AUSTIN (KXAN) — Five months after the Astroworld Festival tragedy, the final report from Gov. Greg Abbott’s Texas Task Force on Concert Safety was released Tuesday — and a concert safety consultant doesn’t believe it goes nearly far enough.

The nine-page report (seven pages without the cover and table of contents) lays out recommendations to keep concertgoers safe and prevent another crowd surge like the one that killed 10 people and injured hundreds at last November’s festival in Houston.

The suggestions include requiring centralized on-site command at events to quickly decide whether to shut down or pause concerts during emergencies.

Other recommendations direct event organizers to be clear on which agencies will respond to any 911 calls, to research the artists ahead of time to know what kind of crowd to expect.

“It’s a very disappointing report, very superficial,” said Paul Wertheimer, who runs Crowd Management Strategies, a concert safety consulting firm based in Los Angeles.

In 1979, Wertheimer was part of the task force brought together after a crowd surge killed 11 people at a The Who concert in Cincinnati, Ohio.

He told KXAN the findings in the Texas report, although good ones, are too general and “nothing new,” relying heavily on documents already available online and saying little in the way of enforcement.

“It’s not going to go anywhere. They needed to put teeth in that report,” Wertheimer said. “You can’t talk just about training; you have to talk about what kind of training.”

“And I didn’t see any mention in the report about festival standing room environments, the kind of environment we saw at Astroworld,” he continued. “That’s the most dangerous and deadly crowd configuration for live entertainment events.”

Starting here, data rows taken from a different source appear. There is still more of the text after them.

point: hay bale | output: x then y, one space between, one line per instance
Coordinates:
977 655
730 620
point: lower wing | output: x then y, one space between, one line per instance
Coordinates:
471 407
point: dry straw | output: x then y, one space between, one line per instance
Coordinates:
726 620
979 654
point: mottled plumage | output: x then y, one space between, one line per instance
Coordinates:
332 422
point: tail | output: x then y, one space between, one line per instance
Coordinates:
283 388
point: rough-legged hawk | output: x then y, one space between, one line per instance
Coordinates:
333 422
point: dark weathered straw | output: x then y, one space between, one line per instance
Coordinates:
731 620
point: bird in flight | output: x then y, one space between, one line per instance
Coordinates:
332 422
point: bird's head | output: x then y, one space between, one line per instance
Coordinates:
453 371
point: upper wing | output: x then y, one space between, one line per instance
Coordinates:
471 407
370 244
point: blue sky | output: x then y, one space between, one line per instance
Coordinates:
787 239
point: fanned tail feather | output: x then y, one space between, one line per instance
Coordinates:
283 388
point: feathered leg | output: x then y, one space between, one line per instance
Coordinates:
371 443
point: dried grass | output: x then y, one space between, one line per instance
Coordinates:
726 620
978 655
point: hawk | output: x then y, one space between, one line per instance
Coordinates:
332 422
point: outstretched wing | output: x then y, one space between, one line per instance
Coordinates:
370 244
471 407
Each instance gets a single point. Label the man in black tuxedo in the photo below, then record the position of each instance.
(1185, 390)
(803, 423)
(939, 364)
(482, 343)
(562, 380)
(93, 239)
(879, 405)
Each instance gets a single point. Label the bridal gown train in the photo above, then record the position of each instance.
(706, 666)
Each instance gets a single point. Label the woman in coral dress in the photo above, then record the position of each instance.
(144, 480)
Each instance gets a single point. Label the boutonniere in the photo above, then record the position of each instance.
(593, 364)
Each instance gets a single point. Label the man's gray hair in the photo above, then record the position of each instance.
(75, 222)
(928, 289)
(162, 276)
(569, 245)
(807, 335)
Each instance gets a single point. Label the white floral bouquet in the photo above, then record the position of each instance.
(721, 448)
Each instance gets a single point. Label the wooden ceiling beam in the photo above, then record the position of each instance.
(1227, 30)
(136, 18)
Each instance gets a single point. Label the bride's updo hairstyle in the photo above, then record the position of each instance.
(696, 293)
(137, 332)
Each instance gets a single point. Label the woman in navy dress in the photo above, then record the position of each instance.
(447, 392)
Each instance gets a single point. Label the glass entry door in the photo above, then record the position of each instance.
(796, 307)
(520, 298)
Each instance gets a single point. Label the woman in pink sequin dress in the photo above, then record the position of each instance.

The task force report does lay out specific recommendations when it comes to permitting for big events, suggesting a move to a universal template for permits statewide. Right now, municipalities handle their own permits, while unincorporated parts of counties defer to state statutes.

That’s a problem, according to James Gresham, a board member of the Texas Municipal Police Association, which was part of the governor’s task force.

“For some counties, [overseeing permits] is a very labor-intensive process,” Greshman told KXAN. “Some counties, if they do it at all, it’s more of a rubber stamp.”

Gresham, who helps facilitate the Larry Joe Taylor Texas Musical Festival in Stephenville, said the Texas Legislature could help find permitting solutions during the next legislative session.

“Some states that have a really strong history of festivals, New York, California, for instance, their planning requirements are much more extensive than what we have here in Texas,” he said.

Abbott’s office said no one was available Tuesday for an interview. Questions submitted by email were not answered by deadline.

The governor did issue a brief statement alongside the republishing of the report, thanking the task force for its work, adding, “The recommendations, findings, and solutions detailed in this report will help the State of Texas prevent another tragedy like that at Astroworld Festival from happening again.”